As we were passing by the beach, I noticed the Indians with us begin to ride wide, away from the water’s edge and near to the line of sandhills. One by one they disappeared. That was the first strangeness. But I kept mum. Cicely, she couldn’t see out of the wagon, but I knew she was watching me for news. She was also singing for the children, and playing with them, and somehow she kept the babe Juba suckling at her breast. I never saw a woman more capable than she. I pretended to her I’d seen nothing, but she must’ve seen a sign in my eyes. Not fear there yet, I reckon, but suspectfulness. Suspectfulness that something wasn’t right. I tried to smile, like I was easeful, but I don’t think she was cheated by that.
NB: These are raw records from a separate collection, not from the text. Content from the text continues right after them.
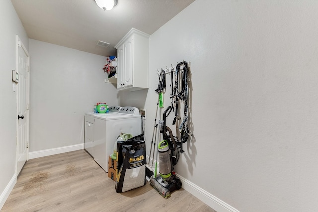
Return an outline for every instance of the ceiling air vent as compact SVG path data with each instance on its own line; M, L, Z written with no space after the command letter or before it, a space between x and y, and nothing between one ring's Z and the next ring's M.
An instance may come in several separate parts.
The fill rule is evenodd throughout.
M110 43L106 43L105 42L102 41L98 41L97 44L98 46L102 46L103 47L105 47L105 48L107 48L108 46L110 45Z

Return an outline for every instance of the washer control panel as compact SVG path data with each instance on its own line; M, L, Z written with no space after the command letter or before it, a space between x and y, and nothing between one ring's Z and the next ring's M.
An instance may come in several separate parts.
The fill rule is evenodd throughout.
M121 109L121 107L119 106L110 106L108 108L109 112L113 112L114 113L118 113Z

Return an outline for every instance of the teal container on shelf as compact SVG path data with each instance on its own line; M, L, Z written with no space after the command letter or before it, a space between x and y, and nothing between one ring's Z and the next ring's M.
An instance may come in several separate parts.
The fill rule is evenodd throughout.
M99 104L97 106L97 110L98 113L107 113L108 111L108 105L104 104Z

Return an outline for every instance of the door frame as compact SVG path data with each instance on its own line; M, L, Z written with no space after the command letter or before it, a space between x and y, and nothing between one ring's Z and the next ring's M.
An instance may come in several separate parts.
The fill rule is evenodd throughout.
M17 72L19 72L19 70L18 70L18 67L19 67L19 48L22 48L22 50L24 51L24 53L26 55L27 57L27 72L28 73L28 77L27 81L27 86L26 86L26 110L27 110L27 117L25 118L26 120L26 161L29 160L29 137L30 137L30 54L29 52L25 47L25 46L23 44L22 40L19 37L18 35L16 35L16 45L15 45L15 66L16 66L16 70ZM17 171L18 168L18 144L19 141L18 140L18 126L19 126L19 121L17 119L18 114L19 113L19 89L18 86L19 85L16 85L16 161L15 161L15 172L16 173L16 175L17 177L17 175L19 174Z

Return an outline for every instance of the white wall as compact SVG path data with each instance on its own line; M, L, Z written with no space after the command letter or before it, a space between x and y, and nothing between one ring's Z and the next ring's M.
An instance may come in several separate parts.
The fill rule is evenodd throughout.
M30 151L84 143L84 115L97 102L117 105L105 57L30 39Z
M197 0L151 35L149 90L120 95L146 97L149 148L157 70L191 61L194 136L177 173L242 212L317 211L317 1Z
M28 38L11 1L0 0L0 209L16 180L16 95L12 70L16 69L15 36L27 49Z

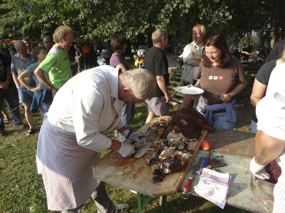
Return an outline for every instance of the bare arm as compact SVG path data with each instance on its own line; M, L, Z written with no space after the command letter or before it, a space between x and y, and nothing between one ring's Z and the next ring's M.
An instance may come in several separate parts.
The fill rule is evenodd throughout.
M255 162L266 165L273 160L284 149L285 141L272 137L261 130L257 131L254 139Z
M201 61L201 60L193 58L188 59L186 60L186 62L187 64L193 67L199 67Z
M29 90L30 90L32 92L38 92L37 90L39 90L40 88L39 87L32 87L25 80L25 78L29 75L29 73L26 72L24 71L20 74L20 75L18 77L18 79L19 81L22 83L23 85L25 86L27 89Z
M111 140L112 141L112 143L111 146L108 148L108 150L118 151L121 148L122 146L122 142L113 139L111 139Z
M261 83L255 79L250 96L250 102L253 106L256 107L257 103L264 97L267 88L267 85Z
M125 65L124 65L122 63L120 63L120 64L118 64L117 66L116 66L116 68L121 68L122 69L122 71L123 72L125 72L126 71L127 71L127 68L126 68L126 67Z
M14 80L14 83L16 85L16 87L17 88L17 89L19 89L20 86L19 81L18 80L18 74L12 73L12 76L13 77L13 80Z
M34 73L41 82L48 88L51 90L56 90L56 88L47 79L44 75L45 72L43 70L38 67L34 71Z
M82 53L80 53L80 55L77 58L77 59L80 59L80 58L82 57L82 56L83 55L83 54L82 54Z
M247 81L246 80L243 82L238 84L234 89L229 92L221 96L221 101L225 103L229 102L232 97L236 95L243 90L243 89L246 86L247 83Z
M4 90L8 88L9 86L9 84L10 84L10 80L11 80L11 72L9 67L7 67L5 69L6 70L6 79L10 80L7 80L4 82L0 81L0 88Z
M158 86L165 95L165 97L166 99L166 102L167 103L169 102L171 100L171 97L166 88L166 83L165 82L164 76L158 75L156 77L156 78Z

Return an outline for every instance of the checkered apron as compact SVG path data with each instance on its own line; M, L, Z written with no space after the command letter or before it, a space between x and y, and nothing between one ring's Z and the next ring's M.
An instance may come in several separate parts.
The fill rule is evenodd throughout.
M100 183L93 178L92 168L99 160L99 155L78 145L75 136L55 130L47 119L42 128L41 169L48 208L76 208L87 200Z

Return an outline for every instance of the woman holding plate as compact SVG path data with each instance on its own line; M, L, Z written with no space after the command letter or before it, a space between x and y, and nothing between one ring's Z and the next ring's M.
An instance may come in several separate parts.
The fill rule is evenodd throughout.
M241 61L231 57L228 44L221 34L215 33L204 41L203 61L194 85L204 90L197 110L211 125L233 129L237 123L235 96L247 81Z

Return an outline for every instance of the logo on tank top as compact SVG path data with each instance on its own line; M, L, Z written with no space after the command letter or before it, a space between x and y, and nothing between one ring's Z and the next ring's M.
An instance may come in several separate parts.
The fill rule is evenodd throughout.
M218 80L219 81L222 81L223 79L223 76L213 76L210 75L209 76L209 79L210 80L213 79L214 80Z

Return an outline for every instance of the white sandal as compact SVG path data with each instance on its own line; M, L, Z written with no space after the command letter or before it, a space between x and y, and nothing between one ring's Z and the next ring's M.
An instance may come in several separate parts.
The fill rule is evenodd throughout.
M122 213L129 210L129 205L127 203L116 204L112 213Z

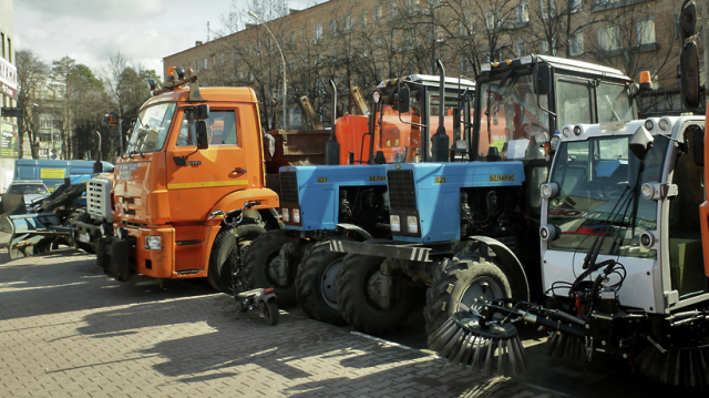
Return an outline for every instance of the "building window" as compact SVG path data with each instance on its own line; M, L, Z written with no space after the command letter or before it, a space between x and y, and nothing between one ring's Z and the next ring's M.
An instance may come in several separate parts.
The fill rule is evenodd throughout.
M598 47L602 50L610 51L620 48L618 27L603 27L598 29Z
M493 12L485 12L485 28L487 28L489 31L495 30L495 28L497 28L497 21Z
M316 23L312 27L312 42L317 43L322 39L322 23Z
M404 4L410 12L419 12L419 0L405 0Z
M342 17L342 31L349 32L352 29L352 16L349 13Z
M584 33L576 33L568 39L568 52L572 55L580 55L584 53Z
M517 22L530 22L530 4L523 2L517 6Z
M517 42L517 58L522 58L527 54L527 43L521 41Z
M638 44L651 44L655 43L655 21L647 19L645 21L637 22Z

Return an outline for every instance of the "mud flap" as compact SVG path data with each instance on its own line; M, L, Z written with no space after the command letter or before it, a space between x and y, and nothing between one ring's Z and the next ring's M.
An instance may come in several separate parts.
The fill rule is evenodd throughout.
M131 275L129 243L115 238L104 238L96 248L96 263L106 275L126 282Z

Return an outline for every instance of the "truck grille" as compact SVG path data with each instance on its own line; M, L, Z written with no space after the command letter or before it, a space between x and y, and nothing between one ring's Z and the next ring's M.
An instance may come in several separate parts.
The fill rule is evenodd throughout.
M280 203L298 204L298 177L296 172L280 173Z
M111 181L91 178L86 182L86 212L96 221L113 222L111 214Z
M417 195L413 190L413 171L395 170L387 172L389 181L389 207L391 212L415 211Z

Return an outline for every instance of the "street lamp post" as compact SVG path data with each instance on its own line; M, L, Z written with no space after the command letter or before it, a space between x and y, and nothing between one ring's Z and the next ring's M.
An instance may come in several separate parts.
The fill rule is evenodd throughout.
M274 41L276 42L276 47L278 47L278 52L280 52L280 60L284 62L284 124L282 124L282 127L288 129L288 108L286 106L288 104L288 91L287 91L288 88L286 84L286 57L284 57L284 50L280 49L280 44L278 44L278 40L276 40L274 32L271 32L270 29L268 29L268 25L264 21L261 21L260 18L258 18L258 16L256 16L254 12L249 11L248 14L254 17L258 22L260 22L264 25L264 28L266 28L270 37L274 38Z

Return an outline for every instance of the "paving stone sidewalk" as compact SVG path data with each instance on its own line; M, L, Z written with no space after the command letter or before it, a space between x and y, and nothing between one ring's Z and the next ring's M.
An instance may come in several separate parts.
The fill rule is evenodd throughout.
M205 283L122 284L91 255L10 261L0 244L0 396L554 396L294 314L271 327L234 309Z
  We were nearly level with our cottonwood tree when I saw the Miamis come to a halt, and I knew you were there, Isaac, though I could not make you out. The leader removed his hat and waved it, around and around his head. We were surrounded: that was the story.

  The enemy Indians rose mysterious above the sandhills, like a long line of turtle heads. There was a single, deceptful moment of quiet. Nobody seemed to be moving at all. It was like looking into a dream through that small tear in the canvas. Perhaps if I drew back, the dream would fade and the turtle heads vanish and the moment of danger would pass and be no more.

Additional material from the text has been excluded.